Files
localgenai/qwen-large-codebase-roadmap.md
noisedestroyers a29793032d Document current coding-workflow stack state
Snapshot of where opencode + Qwen3-Coder + MCPs + Kimi-Linear + voice
  + Phoenix tracing land today, plus in-flight (oc-tree, kimi-linear
  context ramp) and next (ComfyUI) items with pointers to per-project
  NEXT_STEPS.md guides.
2026-05-10 21:14:43 -04:00

3.2 KiB

Qwen Large Codebase Roadmap

This document outlines recommendations for working with large codebases using opencode and your existing vector database setup.

Current Setup

  • Large codebase enriched by large-context LLM
  • Vector database for searching codebase
  • Opencode with existing MCP servers (Playwright, SearXNG, Serena, Basic-memory, Sequential-thinking, Task-master)

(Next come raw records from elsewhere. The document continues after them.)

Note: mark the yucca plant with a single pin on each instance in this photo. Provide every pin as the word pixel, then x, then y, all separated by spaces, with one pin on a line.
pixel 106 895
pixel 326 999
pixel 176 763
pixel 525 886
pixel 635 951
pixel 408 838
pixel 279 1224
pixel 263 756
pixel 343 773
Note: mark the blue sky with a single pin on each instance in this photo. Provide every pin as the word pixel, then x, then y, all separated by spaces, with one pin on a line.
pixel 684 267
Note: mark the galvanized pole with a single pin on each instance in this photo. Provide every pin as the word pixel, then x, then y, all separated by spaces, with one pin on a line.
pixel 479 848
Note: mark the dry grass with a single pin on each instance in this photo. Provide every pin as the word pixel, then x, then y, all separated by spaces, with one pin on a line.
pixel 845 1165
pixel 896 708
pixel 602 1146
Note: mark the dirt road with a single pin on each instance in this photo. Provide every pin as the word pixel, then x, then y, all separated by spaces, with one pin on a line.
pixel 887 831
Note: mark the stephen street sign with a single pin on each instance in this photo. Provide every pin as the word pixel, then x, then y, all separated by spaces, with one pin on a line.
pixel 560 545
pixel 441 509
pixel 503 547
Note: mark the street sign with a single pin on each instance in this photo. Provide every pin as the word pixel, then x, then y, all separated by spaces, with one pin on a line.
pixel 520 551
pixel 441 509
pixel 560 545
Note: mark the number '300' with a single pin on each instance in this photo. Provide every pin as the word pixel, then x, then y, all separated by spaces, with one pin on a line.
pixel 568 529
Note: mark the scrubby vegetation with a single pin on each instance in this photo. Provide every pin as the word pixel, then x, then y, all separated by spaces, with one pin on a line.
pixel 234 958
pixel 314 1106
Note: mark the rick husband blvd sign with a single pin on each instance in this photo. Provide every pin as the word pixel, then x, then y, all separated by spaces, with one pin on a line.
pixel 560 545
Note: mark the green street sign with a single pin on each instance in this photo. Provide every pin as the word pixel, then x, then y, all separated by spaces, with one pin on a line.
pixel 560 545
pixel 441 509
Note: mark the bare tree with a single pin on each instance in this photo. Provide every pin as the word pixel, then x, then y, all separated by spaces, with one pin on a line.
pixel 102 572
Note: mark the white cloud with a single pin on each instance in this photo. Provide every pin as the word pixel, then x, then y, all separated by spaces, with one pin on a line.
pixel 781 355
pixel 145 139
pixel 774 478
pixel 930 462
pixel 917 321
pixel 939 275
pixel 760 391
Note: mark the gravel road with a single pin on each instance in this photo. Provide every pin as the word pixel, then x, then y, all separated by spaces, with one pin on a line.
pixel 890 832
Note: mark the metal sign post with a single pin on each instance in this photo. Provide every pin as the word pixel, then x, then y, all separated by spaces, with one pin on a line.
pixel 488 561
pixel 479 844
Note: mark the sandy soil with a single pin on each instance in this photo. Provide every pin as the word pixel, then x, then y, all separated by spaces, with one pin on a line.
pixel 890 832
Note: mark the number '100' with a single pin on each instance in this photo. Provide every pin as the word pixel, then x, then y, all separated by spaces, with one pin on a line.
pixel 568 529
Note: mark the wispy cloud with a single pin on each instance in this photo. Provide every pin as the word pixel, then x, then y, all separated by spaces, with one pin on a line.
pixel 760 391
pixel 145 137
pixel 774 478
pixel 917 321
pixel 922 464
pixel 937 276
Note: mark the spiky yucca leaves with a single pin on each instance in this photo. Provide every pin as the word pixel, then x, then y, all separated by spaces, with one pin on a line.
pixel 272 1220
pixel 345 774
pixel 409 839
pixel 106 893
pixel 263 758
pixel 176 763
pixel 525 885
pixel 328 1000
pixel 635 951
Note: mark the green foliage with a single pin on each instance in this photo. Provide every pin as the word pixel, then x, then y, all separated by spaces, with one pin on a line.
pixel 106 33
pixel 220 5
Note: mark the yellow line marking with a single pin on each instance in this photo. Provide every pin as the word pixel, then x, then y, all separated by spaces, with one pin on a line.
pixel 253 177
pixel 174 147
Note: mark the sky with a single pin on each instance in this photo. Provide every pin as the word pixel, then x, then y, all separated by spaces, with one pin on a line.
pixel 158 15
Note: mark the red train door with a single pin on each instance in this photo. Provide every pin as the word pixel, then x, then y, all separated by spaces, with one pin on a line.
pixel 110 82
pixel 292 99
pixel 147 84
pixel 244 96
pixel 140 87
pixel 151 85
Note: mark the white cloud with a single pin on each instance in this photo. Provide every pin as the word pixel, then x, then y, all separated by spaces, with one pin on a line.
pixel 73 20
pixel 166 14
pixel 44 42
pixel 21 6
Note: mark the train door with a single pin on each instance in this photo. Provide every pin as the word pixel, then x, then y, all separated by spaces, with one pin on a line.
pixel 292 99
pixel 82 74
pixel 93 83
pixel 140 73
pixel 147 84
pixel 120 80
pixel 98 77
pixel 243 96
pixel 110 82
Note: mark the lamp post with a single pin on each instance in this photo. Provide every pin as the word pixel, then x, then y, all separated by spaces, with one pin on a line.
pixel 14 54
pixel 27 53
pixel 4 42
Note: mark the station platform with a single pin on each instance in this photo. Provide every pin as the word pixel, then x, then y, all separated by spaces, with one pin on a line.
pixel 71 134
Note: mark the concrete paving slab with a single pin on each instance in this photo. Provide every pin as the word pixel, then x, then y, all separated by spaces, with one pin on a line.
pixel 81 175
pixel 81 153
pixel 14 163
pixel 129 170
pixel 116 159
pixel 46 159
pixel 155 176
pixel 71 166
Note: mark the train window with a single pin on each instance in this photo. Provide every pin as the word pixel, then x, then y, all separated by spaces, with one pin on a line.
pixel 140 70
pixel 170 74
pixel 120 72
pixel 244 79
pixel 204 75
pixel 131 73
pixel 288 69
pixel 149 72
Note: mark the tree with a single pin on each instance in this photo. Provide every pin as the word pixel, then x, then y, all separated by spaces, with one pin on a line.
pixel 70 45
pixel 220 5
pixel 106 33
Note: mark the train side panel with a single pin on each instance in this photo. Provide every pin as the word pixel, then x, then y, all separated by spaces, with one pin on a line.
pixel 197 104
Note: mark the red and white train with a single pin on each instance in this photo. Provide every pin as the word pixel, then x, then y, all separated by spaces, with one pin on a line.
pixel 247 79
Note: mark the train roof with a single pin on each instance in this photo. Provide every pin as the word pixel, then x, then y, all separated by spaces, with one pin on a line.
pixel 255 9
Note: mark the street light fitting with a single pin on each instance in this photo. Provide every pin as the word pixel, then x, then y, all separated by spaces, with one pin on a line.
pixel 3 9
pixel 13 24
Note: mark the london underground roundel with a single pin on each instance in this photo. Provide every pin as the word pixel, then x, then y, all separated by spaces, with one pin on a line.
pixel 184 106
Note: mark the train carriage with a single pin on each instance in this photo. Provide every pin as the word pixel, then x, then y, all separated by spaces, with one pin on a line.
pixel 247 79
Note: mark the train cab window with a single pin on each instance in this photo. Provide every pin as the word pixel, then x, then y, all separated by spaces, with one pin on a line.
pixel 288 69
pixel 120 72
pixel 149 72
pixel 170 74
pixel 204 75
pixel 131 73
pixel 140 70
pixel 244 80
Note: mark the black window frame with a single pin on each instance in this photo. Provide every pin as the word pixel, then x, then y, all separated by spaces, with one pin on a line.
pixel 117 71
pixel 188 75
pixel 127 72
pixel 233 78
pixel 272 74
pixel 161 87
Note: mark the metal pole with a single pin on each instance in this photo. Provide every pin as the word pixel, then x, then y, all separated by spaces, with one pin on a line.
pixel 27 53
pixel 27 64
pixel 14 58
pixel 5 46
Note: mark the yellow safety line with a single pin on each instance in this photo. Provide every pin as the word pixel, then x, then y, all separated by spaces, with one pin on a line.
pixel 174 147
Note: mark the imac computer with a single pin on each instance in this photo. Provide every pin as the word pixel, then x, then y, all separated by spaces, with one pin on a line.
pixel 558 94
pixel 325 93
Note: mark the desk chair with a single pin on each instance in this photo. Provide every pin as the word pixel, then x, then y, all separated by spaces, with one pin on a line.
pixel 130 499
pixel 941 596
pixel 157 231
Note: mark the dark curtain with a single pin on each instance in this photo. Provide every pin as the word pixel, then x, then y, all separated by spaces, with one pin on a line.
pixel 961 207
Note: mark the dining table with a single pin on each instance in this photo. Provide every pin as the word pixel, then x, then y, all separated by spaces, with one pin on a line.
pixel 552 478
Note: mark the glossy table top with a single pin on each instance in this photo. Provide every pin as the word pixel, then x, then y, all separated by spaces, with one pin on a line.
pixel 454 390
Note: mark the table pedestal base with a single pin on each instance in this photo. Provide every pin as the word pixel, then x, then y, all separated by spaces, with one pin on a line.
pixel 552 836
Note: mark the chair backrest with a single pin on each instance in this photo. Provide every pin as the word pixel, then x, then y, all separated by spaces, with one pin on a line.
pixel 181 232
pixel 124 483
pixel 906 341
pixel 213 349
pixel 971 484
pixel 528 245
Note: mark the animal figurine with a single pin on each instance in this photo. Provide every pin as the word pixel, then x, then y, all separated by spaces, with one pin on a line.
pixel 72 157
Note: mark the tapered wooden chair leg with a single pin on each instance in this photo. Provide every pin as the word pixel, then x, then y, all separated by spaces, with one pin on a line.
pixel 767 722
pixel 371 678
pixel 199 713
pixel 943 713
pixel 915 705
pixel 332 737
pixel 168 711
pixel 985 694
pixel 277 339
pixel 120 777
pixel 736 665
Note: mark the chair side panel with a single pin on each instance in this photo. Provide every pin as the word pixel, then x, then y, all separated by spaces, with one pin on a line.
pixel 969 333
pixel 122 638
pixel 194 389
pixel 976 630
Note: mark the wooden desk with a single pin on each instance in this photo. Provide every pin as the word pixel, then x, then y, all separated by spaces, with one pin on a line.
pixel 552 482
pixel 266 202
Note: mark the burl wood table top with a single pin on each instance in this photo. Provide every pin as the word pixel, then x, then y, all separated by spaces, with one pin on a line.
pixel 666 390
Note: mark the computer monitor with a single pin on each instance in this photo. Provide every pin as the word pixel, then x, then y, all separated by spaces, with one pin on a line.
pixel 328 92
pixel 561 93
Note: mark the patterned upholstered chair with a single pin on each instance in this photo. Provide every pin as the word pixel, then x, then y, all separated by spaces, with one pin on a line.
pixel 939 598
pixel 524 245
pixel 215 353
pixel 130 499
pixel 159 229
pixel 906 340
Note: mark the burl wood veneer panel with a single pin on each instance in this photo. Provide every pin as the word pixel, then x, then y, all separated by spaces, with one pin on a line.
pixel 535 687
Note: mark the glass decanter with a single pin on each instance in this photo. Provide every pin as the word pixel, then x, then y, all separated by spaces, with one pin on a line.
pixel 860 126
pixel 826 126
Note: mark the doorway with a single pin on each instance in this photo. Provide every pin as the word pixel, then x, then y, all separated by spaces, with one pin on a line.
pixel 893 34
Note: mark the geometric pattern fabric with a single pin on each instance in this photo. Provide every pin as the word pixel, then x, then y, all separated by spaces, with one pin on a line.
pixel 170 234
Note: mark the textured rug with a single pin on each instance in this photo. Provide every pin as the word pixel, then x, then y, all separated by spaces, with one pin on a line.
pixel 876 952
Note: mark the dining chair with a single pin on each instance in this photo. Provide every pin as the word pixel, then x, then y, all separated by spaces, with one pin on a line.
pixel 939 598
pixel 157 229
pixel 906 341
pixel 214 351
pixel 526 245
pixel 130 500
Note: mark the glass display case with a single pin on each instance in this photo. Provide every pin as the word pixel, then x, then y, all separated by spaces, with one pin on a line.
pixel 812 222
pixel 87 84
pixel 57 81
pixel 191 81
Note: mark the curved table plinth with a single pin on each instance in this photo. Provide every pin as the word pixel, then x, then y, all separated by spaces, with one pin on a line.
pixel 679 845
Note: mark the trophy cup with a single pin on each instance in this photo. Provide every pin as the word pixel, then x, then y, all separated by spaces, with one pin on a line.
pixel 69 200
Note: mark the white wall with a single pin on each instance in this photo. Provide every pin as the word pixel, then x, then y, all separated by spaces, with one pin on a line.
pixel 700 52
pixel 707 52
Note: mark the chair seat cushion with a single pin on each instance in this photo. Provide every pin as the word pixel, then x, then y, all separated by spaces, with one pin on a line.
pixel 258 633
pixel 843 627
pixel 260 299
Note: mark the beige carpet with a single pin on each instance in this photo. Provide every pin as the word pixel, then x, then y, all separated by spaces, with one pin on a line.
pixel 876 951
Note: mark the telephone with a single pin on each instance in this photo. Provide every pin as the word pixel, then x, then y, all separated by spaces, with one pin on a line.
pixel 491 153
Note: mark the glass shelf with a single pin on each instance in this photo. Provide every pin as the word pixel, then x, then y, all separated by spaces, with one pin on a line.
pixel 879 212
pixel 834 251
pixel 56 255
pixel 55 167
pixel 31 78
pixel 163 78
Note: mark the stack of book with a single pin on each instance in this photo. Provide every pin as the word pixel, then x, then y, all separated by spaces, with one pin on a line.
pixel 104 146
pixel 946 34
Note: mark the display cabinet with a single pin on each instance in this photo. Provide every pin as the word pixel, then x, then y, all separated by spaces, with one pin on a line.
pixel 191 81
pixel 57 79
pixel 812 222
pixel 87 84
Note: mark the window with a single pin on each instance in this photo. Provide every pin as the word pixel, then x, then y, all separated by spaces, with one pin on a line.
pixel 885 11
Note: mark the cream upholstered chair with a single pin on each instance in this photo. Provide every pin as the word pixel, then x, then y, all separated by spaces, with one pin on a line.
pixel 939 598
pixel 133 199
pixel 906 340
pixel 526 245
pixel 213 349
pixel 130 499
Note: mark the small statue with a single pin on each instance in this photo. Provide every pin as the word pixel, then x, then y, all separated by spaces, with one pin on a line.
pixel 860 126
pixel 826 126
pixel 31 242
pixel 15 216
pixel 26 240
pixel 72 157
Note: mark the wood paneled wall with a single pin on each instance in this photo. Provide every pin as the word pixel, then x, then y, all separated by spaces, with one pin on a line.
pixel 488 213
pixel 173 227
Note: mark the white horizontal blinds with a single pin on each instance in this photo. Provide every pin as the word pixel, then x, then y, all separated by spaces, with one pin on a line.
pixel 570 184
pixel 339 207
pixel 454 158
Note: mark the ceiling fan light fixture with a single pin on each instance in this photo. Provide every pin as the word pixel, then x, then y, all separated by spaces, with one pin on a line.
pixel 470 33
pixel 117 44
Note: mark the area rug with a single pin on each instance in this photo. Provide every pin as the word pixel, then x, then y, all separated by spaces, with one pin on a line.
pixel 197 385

1. Continue.dev Integration

  • Purpose: Better codebase indexing and search with nomic-embed-text
  • Benefits: Inline completion support, enhanced code understanding capabilities
  • Implementation: Deploy continue.dev alongside existing setup

2. Enhanced RAG Implementation

  • Purpose: Leverage vector DB for efficient codebase navigation
  • Approach:
    • Custom MCP server that queries your vector DB for relevant code sections
    • Cited search variants for precise code reference retrieval
  • Integration: Combine with existing symbolic search from Serena MCP

3. Structured Workflows

  • Purpose: Organize complex projects and search activities
  • Tools:
    • Task-master MCP for task management
    • Workflow patterns that tie vector DB queries to specific tasks
  • Benefits: Better tracking of search results and implementation progress

4. Memory Management

  • Purpose: Persistent documentation of codebase insights
  • Approach:
    • Leverage basic-memory MCP for notes tied to vector DB queries
    • Create patterns for documenting important code patterns, API decisions, and insights
  • Integration: Connect memory entries to specific vector search results

5. Monitoring Integration

  • Purpose: Track performance of vector database queries
  • Tools:
    • Phoenix tracing for performance monitoring
    • Track tool usage patterns for optimizing search strategies
  • Benefits: Visibility into query efficiency and system performance

6. Code Navigation Enhancement

  • Purpose: Combine vector search with symbolic navigation
  • Approach:
    • Use Serena MCP for symbolic code navigation
    • Augment with vector search results for context
  • Integration: Create hybrid search approaches that use both methods

Implementation Approach

  1. Phase 1: Install continue.dev for enhanced code understanding
  2. Phase 2: Set up vector DB query tools as custom MCP servers
  3. Phase 3: Create patterns for combining vector search with symbolic navigation
  4. Phase 4: Implement persistent memory patterns for documenting findings
  5. Phase 5: Establish monitoring and optimization practices

Key Integration Points

Vector DB + Opencode

  • Use vector database queries to find relevant code sections
  • Combine with symbolic search for complete context understanding
  • Enable citation-based referencing of code locations
  • Document search results in basic-memory
  • Create connections between vector DB entries and memory notes
  • Maintain a searchable knowledge base of codebase insights

Monitoring + Performance

  • Track query performance through Phoenix
  • Optimize search strategies based on usage patterns
  • Monitor system efficiency as complexity scales

This roadmap provides a gradual approach to enhancing your codebase management capabilities while leveraging your existing infrastructure.